Wednesday, November 22, 2006
Greg Luzinski Born
To my infinite regret, I never got to see "The Bull" play--I was six months and twenty-four days old when he retired--but he was my kind of player. Or, more accurately, the kind of player I enjoy on a theoretical level but would hate to have on my team. Luzinski was basically a 1990s kind of a player, a huge--6"1', 225--slugger who basically lacked any defensive skills. Despite this, the Phillies thought it was a good idea to continue to stick their slugger out in left field. We'll get to more on that in a minute.

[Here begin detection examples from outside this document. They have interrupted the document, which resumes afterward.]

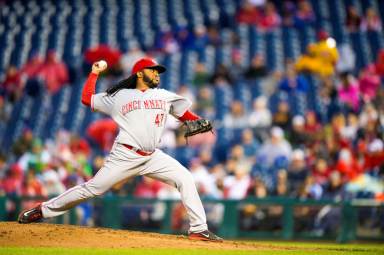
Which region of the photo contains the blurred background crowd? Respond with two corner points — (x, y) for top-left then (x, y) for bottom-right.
(0, 0), (384, 235)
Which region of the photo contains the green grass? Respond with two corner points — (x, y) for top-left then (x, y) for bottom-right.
(0, 242), (384, 255)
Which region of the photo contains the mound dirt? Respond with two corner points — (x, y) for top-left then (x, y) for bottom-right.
(0, 222), (280, 250)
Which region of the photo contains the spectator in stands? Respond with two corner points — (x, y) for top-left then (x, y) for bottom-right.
(21, 54), (44, 97)
(289, 115), (311, 148)
(336, 43), (356, 73)
(0, 66), (25, 102)
(273, 169), (290, 197)
(0, 163), (24, 196)
(335, 149), (363, 181)
(281, 1), (296, 27)
(154, 27), (180, 54)
(21, 168), (47, 198)
(361, 7), (382, 32)
(189, 158), (220, 198)
(18, 139), (52, 173)
(193, 62), (210, 88)
(120, 42), (145, 77)
(40, 51), (69, 94)
(223, 101), (248, 129)
(176, 26), (194, 50)
(210, 64), (233, 85)
(305, 111), (322, 139)
(68, 135), (91, 157)
(12, 129), (33, 158)
(244, 54), (268, 80)
(241, 129), (260, 159)
(207, 25), (222, 47)
(375, 49), (384, 76)
(87, 119), (118, 153)
(294, 0), (316, 28)
(249, 96), (272, 138)
(134, 176), (163, 198)
(195, 86), (216, 119)
(272, 101), (292, 130)
(0, 96), (10, 123)
(258, 2), (281, 31)
(295, 30), (339, 77)
(345, 5), (361, 32)
(193, 25), (209, 52)
(359, 103), (379, 129)
(288, 149), (309, 190)
(340, 112), (359, 141)
(359, 64), (381, 102)
(338, 71), (360, 111)
(257, 127), (292, 167)
(40, 165), (65, 196)
(279, 61), (309, 93)
(230, 144), (254, 174)
(223, 165), (251, 199)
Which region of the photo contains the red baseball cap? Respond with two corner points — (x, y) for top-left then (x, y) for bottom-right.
(131, 58), (167, 75)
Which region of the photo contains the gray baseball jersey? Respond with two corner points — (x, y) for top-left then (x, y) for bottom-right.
(92, 88), (191, 152)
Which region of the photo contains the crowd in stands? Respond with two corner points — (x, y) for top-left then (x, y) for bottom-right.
(0, 0), (384, 234)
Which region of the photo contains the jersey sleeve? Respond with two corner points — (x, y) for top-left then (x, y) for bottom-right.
(167, 91), (192, 118)
(91, 92), (115, 115)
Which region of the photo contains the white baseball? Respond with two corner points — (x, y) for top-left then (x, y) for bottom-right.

But first, it is only fair to pay tribute to what Luzinski could do: hit. And boy, could he do that, especially for power. Luzinski finished in the top ten for home runs seven times, doubles four times, slugging percentage four times and OPS+ five times. His home runs were also noted for their distance. Although Luzinski had trouble controlling his weight, he was almost always able to hit, slugging over five hundred as a DH for the White Sox in 1983 at age thirty-three.
But it should come as no surprise that "The Bull" had become a DH by the end of his career, given that he was always basically a DH, he was just one who had the misfortune of playing left field. One fan I know described Luzinski simply as "dreadful" while Bill James notes that he "played with his back turned to center field, sort of officially notifying [Garry] Maddox that he considered anything hit to his left Maddox' s responsibility." James also goes into some detail explaining Luzinski's troubles with the wall, the sun, his throwing arm--it was both non-existent and hugely inaccurate--finally summing it up by explaining that "it was like having Herman Munster playing left field."
These days, Luzinski is the "host" at Bull's BBQ in Citizen's Bank Park in Philadelphia. For Luzinski, this allows him what must be his ideal: a clear view of an outfield and him not in it.